Is there a better way to handle this case?

warrenronsiek commented 4 years ago

Problem occurred when I was trying to run a multithreaded program. It disappeared when I stopped using multithreading.

rirze commented 4 years ago

@warrenronsiek That could be it, I was experiencing errors when using this in a multithreading setting.

github-actions[bot] commented 3 years ago

Greetings! It looks like this issue hasn’t been active in longer than one year. We encourage you to check if this is still an issue in the latest release. In the absence of more information, we will be closing this issue soon. If you find that this is still a problem, please feel free to provide a comment or upvote with a reaction on the initial post to prevent automatic closure. If the issue is already closed, please feel free to open a new one.

andrastaus commented 2 years ago

I'm having a similar issue as @pooja-choudhari:

import boto3
ec2_client = boto3.client("ec2")
waiter = ec2_client.get_waiter("instance_running")
waiter.wait(WaiterConfig={"Delay": 5}, Filters=[{"Name": "instance-type", "Values": ["t2.micro"]}])

This only occurs when there are instances in the cluster that are in either "terminated" or "shutting-down" state. After a while, the "terminated" instances disappear, and the waiter works fine.

Has anybody found a solution yet? I've tried the methods mentioned here, but nothing works for me.

EDIT: I'm not using multithreading.

tmccombs commented 2 years ago

for me it was not a multithreaded program.

andrastaus commented 2 years ago

In the meantime, I found a solution to my problem. Here's the proper way to use the waiter:

waiter.wait(WaiterConfig={"Delay": 5},
                             Filters=[{"Name": "instance-type", "Values": [instance_type]},
                                      {"Name": "instance-state-name", "Values": ["running"]}])
harshblog150 commented 2 years ago

Hi Guys,

I'm trying to launch eks cluster with below command- and throwes error , Apprieciate for suggestion !!

eksctl create cluster --name regapp --region ap-south-1 --version 1.22 \ --nodegroup-name linux-nodes --node-type t2.micro --nodes 2

2022-11-01 10:38:19 [!] 1 error(s) occurred and cluster hasn't been created properly, you may wish to check CloudFormation console 2022-11-01 10:38:19 [ℹ] to cleanup resources, run 'eksctl delete cluster --region=ap-south-1 --name=regapp' 2022-11-01 10:38:19 [✖] waiter state transitioned to Failure Error: failed to create cluster "regapp"
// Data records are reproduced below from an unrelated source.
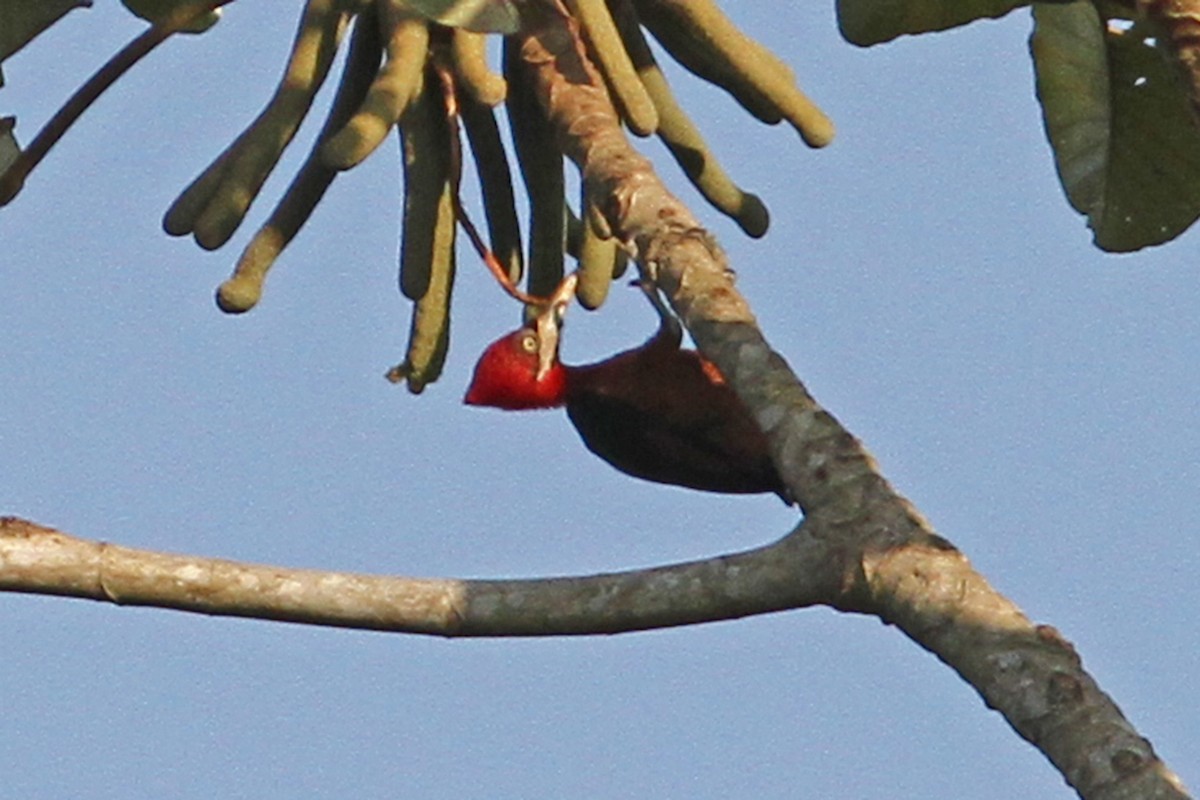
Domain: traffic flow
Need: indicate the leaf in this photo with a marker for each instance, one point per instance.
(1125, 142)
(478, 16)
(871, 22)
(21, 20)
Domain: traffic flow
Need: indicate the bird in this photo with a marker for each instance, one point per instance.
(658, 411)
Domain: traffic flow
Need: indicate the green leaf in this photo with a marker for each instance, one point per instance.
(871, 22)
(1125, 142)
(479, 16)
(23, 19)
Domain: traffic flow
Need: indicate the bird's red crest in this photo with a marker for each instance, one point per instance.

chris-kiick-sp commented 1 year ago

During a lambda function to restart an instance, got the following error: [ERROR] WaiterError: Waiter InstanceRunning failed: Waiter encountered a terminal failure state: For expression "Reservations[].Instances[].State.Name" we matched expected path: "stopping" at least once Traceback (most recent call last):   File "/var/task/lambda_function.py", line 41, in lambda_handler     waiter.wait(InstanceIds=[instance_id])   File "/var/runtime/botocore/waiter.py", line 55, in wait     Waiter.wait(self, **kwargs)   File "/var/runtime/botocore/waiter.py", line 375, in wait     raise WaiterError(

` #stop the instance ec2_client.stop_instances(InstanceIds=[instance_id])
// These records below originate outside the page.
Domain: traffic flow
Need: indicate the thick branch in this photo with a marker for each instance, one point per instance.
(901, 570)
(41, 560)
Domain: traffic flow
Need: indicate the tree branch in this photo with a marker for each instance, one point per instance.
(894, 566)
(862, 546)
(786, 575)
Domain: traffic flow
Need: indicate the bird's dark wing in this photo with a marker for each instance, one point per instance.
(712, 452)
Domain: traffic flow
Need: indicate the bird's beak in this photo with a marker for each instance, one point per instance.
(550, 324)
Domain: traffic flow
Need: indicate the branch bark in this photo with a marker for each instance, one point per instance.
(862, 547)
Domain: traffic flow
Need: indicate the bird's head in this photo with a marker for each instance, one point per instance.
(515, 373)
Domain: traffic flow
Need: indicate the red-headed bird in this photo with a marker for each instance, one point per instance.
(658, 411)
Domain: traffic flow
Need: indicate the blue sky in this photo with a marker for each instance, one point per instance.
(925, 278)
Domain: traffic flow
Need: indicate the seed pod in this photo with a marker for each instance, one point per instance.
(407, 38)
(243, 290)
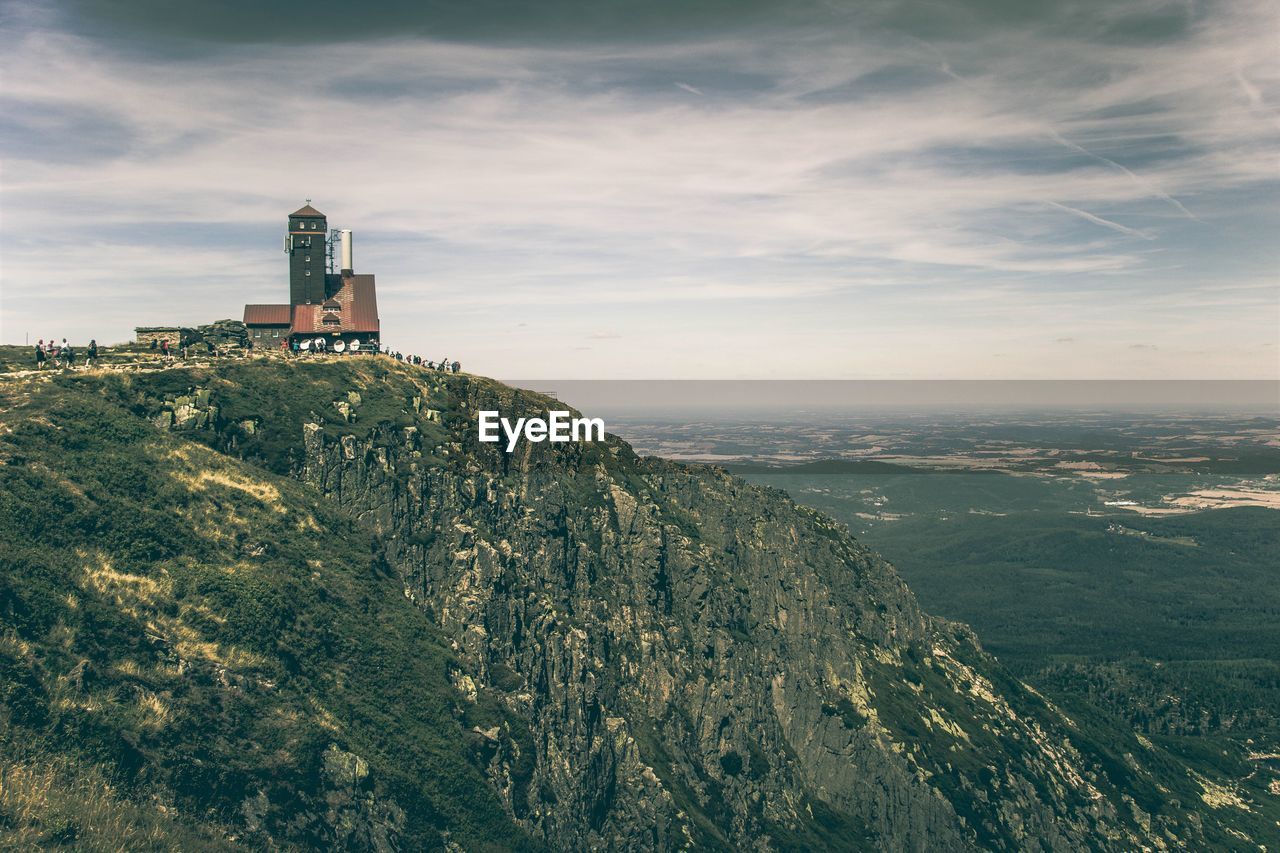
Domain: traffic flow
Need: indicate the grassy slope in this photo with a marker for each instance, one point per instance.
(205, 633)
(1118, 629)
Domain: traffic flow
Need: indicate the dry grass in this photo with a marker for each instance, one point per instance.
(56, 804)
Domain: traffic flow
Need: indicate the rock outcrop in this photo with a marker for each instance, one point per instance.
(700, 661)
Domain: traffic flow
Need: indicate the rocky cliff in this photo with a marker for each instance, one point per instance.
(644, 655)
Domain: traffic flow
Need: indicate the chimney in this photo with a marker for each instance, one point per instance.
(347, 267)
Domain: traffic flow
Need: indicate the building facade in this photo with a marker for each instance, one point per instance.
(334, 310)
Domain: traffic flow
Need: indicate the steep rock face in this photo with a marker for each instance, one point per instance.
(696, 661)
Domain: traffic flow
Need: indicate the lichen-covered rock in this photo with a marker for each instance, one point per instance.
(690, 660)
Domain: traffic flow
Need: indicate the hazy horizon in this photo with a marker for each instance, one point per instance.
(673, 396)
(618, 190)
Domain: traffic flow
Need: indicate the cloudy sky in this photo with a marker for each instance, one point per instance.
(666, 188)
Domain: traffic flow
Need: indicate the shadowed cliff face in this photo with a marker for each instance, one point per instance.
(627, 653)
(700, 660)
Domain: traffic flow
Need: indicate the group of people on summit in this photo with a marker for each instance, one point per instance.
(63, 354)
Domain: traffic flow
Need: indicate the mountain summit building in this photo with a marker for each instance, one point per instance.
(323, 305)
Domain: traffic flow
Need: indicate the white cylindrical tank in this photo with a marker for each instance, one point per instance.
(347, 267)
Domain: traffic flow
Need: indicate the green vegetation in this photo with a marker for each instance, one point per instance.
(196, 632)
(1164, 624)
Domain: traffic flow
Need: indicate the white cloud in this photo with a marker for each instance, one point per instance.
(484, 179)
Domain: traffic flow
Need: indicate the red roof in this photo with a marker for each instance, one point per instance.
(266, 314)
(357, 309)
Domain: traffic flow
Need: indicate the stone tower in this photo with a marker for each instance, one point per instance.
(305, 242)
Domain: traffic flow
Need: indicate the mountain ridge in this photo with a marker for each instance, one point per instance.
(624, 652)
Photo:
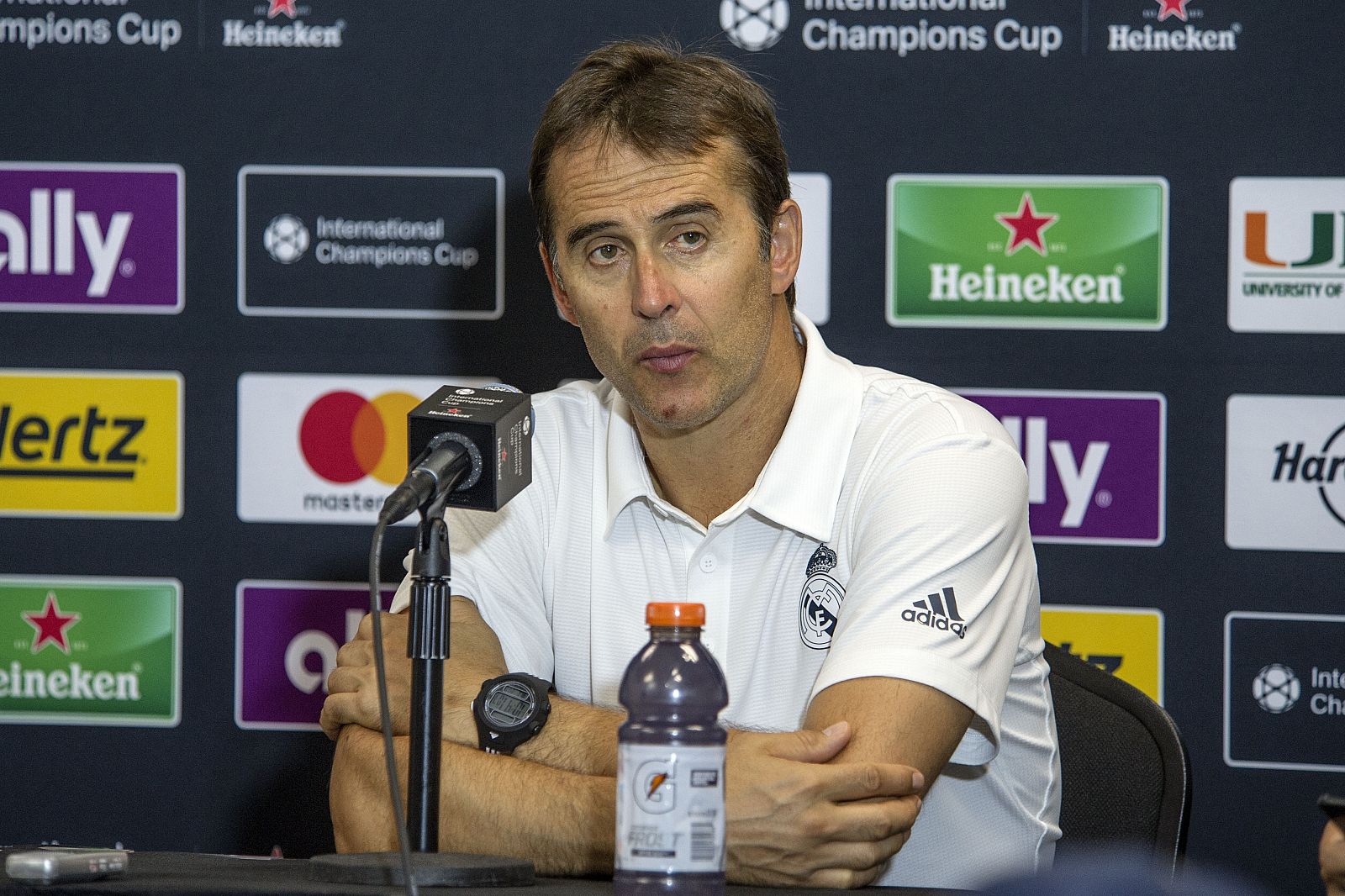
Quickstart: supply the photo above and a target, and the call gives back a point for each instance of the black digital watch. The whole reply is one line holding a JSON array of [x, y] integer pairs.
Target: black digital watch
[[510, 710]]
    # wait for the instance to stop
    waiter = ec2_client.get_waiter('instance_stopped')
    waiter.wait(InstanceIds=[instance_id])

    # start the instance
    ec2_client.start_instances(InstanceIds=[instance_id])

    # wait for the insatnce to start
    waiter = ec2_client.get_waiter('instance_running')
    waiter.wait(InstanceIds=[instance_id])`

This has to be some kind of race condition that boto doesn't handle correctly.